Authentication & Rate Limiting Middleware

from collections import defaultdict
import asyncio

# Simple in-memory rate limiter (use Redis in production)
class RateLimiter:
    def __init__(self, requests_per_minute: int = 60):
        self.rpm = requests_per_minute
        self.requests = defaultdict(list)

    def check(self, team_id: str) -> bool:
        now = time.time()
        window = [t for t in self.requests[team_id] if now - t < 60]
        self.requests[team_id] = window
        if len(window) >= self.rpm:
            return False
        self.requests[team_id].append(now)
        return True

rate_limiter = RateLimiter(requests_per_minute=100)

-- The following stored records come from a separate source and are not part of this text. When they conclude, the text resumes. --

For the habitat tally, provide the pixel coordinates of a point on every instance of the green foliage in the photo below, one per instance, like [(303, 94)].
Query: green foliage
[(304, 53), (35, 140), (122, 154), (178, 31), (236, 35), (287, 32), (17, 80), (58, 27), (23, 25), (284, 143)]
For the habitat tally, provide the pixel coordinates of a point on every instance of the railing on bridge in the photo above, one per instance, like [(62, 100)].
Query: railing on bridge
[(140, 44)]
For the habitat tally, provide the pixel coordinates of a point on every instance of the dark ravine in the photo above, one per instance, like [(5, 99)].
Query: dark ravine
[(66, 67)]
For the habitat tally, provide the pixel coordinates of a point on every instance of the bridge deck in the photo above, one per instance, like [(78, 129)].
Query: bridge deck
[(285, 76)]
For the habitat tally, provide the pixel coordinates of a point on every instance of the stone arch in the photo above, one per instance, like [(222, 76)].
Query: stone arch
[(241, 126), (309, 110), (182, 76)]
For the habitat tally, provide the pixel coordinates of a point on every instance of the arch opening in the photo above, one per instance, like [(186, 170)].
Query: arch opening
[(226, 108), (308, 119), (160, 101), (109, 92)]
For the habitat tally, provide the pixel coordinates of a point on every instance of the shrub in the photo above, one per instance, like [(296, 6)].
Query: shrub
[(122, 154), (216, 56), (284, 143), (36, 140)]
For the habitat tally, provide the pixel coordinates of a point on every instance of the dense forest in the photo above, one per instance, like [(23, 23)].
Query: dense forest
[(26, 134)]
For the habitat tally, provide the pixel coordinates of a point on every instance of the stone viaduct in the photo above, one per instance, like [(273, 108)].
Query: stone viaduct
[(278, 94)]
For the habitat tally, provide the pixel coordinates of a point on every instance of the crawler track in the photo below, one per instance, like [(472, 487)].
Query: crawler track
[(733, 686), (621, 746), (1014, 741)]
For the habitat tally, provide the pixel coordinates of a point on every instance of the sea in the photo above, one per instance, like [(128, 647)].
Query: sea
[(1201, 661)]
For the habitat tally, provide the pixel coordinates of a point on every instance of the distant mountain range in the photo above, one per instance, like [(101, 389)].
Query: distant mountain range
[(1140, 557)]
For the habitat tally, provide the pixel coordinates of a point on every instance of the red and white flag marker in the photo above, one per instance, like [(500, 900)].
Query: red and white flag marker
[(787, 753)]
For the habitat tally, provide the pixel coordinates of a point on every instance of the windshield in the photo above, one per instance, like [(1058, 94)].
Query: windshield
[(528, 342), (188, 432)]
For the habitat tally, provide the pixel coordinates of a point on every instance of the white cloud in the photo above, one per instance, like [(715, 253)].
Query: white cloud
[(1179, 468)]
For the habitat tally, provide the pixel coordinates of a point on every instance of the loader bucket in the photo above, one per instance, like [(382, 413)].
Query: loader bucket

# Team budgets (USD per month)
TEAM_BUDGETS = {"team-alpha": 500.0, "team-beta": 1000.0, "default": 100.0}
team_spend = defaultdict(float)

# Auth dependency
API_KEYS = {"sk-alpha-xxx": "team-alpha", "sk-beta-yyy": "team-beta"}

async def verify_auth(request: Request) -> str:
    """Extract and verify API key, return team_id."""
    auth = request.headers.get("Authorization", "")
    if not auth.startswith("Bearer "):
        raise HTTPException(401, "Missing Authorization header")
    api_key = auth.split(" ", 1)[1]
    team_id = API_KEYS.get(api_key)
    if not team_id:
        raise HTTPException(401, "Invalid API key")
    return team_id

async def check_rate_limit(team_id: str = Depends(verify_auth)) -> str:
    if not rate_limiter.check(team_id):
        raise HTTPException(429, "Rate limit exceeded")
    return team_id

async def check_budget(team_id: str = Depends(check_rate_limit)) -> str:
    budget = TEAM_BUDGETS.get(team_id, TEAM_BUDGETS["default"])
    if team_spend[team_id] >= budget:
        raise HTTPException(402, f"Monthly budget of ${budget} exceeded")
    return team_id

Request Router & Cost Tracking

import anthropic

client = anthropic.Anthropic()

# Cost per 1M tokens (approximate)
MODEL_COSTS = {
    "claude-sonnet-4-20250514": {"input": 3.0, "output": 15.0},
    "claude-haiku-4-20250514":  {"input": 0.25, "output": 1.25},
}

def calculate_cost(model: str, tokens_in: int, tokens_out: int) -> float:
    rates = MODEL_COSTS.get(model, {"input": 5.0, "output": 15.0})
    return (tokens_in * rates["input"] + tokens_out * rates["output"]) / 1_000_000

def classify_pipeline(prompt: str) -> str:
    """Simple classifier to route to the right pipeline."""
    prompt_lower = prompt.lower()
    if any(kw in prompt_lower for kw in ["search", "find", "look up", "what is"]):
        return "rag"
    if any(kw in prompt_lower for kw in ["run", "execute", "book", "schedule"]):
        return "agent"
    return "direct"

@app.post("/v1/generate", response_model=GenAIResponse)
async def generate(
    req: GenAIRequest,
    team_id: str = Depends(check_budget),
):
    request_id = str(uuid.uuid4())
    start = time.time()

    # 1. Route to pipeline
    pipeline = req.pipeline if req.pipeline != "auto" else classify_pipeline(req.prompt)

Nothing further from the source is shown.